Reputation: 539
I'm attempting to use udpipe's RAKE to generate a list of 25 RAKE tokens per document in a dataframe and write those tokens (plus a simple str_count) back to the dataframe. I constructed a for loop to handle, but instead I'm writing the same result to every line, instead of different results to each line.
Packages installed and used are udpipe, dplyr, stringi, stringr, data.table.
annotation$length <- nchar(annotation$token)
annotation <- annotation %>% filter(length >= 3 )
counter <- textdf$doc_id
for (i in counter) {
subannotation <- annotation %>% filter(doc_id == i)
stats <-
keywords_rake(
x = subannotation,
term = "token", #token or lemma
group = "doc_id",
ngram_max = 3,
n_min = 1,
relevant = subannotation$upos %in% c("NOUN", "VERB", "ADV", "ADJ")
)
stats <- stats %>% top_n(25,rake)
checktopics <- paste(stats$keyword, collapse = " ")

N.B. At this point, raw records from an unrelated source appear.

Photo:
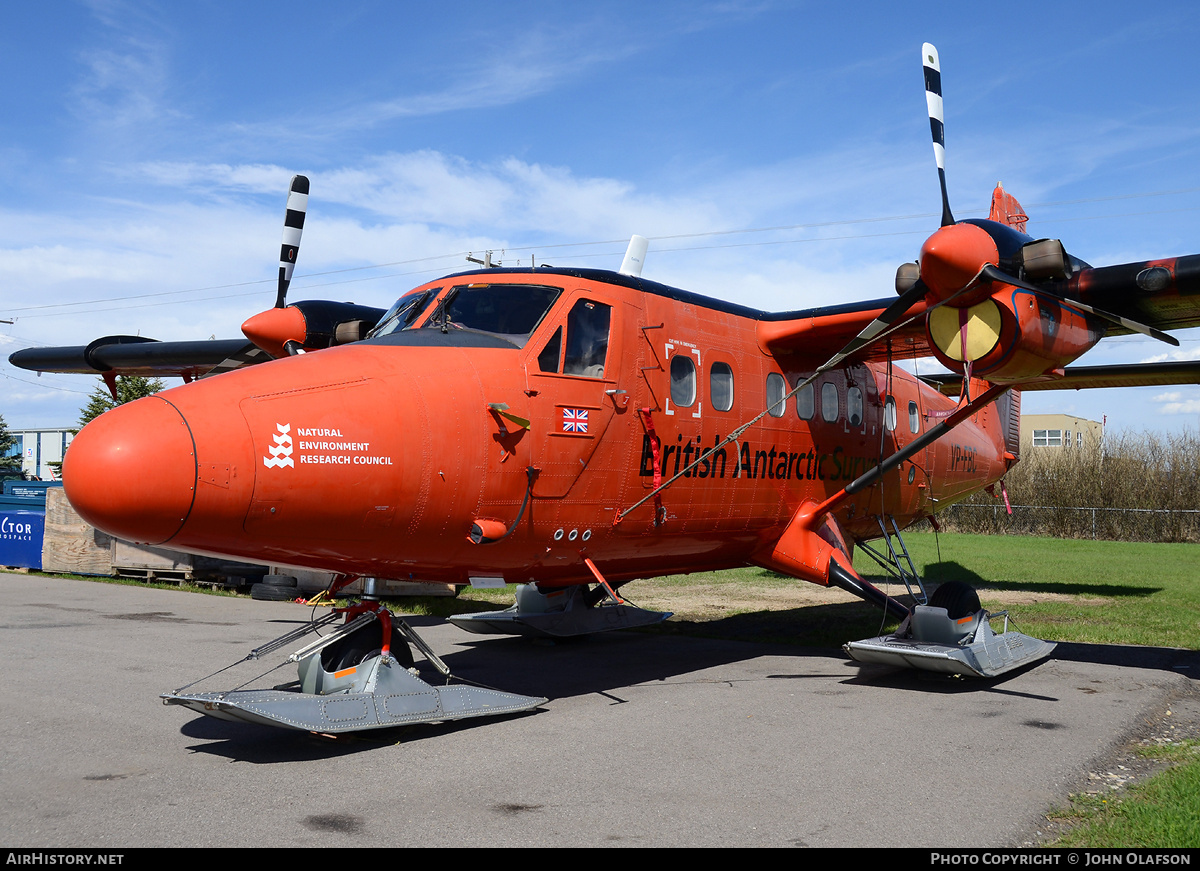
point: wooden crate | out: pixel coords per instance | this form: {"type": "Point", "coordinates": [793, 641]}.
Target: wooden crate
{"type": "Point", "coordinates": [72, 546]}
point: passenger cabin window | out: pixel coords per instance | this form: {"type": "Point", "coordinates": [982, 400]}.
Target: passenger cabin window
{"type": "Point", "coordinates": [510, 311]}
{"type": "Point", "coordinates": [587, 338]}
{"type": "Point", "coordinates": [683, 380]}
{"type": "Point", "coordinates": [805, 403]}
{"type": "Point", "coordinates": [775, 390]}
{"type": "Point", "coordinates": [829, 404]}
{"type": "Point", "coordinates": [405, 311]}
{"type": "Point", "coordinates": [855, 406]}
{"type": "Point", "coordinates": [720, 386]}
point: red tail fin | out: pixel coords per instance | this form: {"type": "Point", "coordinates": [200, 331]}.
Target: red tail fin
{"type": "Point", "coordinates": [1007, 210]}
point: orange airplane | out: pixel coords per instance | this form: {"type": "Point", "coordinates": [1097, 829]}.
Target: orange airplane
{"type": "Point", "coordinates": [573, 430]}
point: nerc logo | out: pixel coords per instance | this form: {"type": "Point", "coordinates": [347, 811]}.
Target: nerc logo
{"type": "Point", "coordinates": [281, 451]}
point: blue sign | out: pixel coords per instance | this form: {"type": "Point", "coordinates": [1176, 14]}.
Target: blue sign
{"type": "Point", "coordinates": [21, 539]}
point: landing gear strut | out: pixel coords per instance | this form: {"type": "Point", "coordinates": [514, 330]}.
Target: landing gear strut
{"type": "Point", "coordinates": [357, 677]}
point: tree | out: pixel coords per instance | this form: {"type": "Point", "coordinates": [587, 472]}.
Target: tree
{"type": "Point", "coordinates": [129, 388]}
{"type": "Point", "coordinates": [6, 438]}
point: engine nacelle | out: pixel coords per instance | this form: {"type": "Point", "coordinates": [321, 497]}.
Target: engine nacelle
{"type": "Point", "coordinates": [1012, 336]}
{"type": "Point", "coordinates": [311, 324]}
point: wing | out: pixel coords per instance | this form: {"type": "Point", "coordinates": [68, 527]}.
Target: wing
{"type": "Point", "coordinates": [822, 331]}
{"type": "Point", "coordinates": [136, 355]}
{"type": "Point", "coordinates": [1087, 377]}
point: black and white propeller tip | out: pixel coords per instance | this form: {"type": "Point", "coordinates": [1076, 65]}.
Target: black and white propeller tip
{"type": "Point", "coordinates": [293, 227]}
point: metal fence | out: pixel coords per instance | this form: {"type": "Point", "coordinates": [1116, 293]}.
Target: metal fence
{"type": "Point", "coordinates": [1113, 524]}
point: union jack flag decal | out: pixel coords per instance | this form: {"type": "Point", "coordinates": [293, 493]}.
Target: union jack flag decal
{"type": "Point", "coordinates": [575, 420]}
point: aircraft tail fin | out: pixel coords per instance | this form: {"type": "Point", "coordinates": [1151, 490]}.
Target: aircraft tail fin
{"type": "Point", "coordinates": [1006, 210]}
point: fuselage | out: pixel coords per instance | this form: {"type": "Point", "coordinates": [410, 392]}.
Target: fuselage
{"type": "Point", "coordinates": [378, 457]}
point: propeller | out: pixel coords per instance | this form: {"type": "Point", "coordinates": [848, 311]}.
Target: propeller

textdf$topics <- checktopics
textdf$score <- str_count(checktopics,"cheese")
}
The intended outcome should be something like:
id score topics
1 12 chocolate chocoholics cheese
2 1 plastic waste cheese
3 3 neuroscientists data system
The current outcome is:
id score topics
1 3 neuroscientists data system
2 3 neuroscientists data system
3 3 neuroscientists data system
What am I doing wrong?
Thank you!
Upvotes: 1
Views: 508
Reputation: 539
The appropriate fix is to add the pointer to the line in the loop. Derp.
textdf$topics[i] <- checktopics
textdf$score[i] <- str_count(checktopics,"cheese")
Upvotes: 1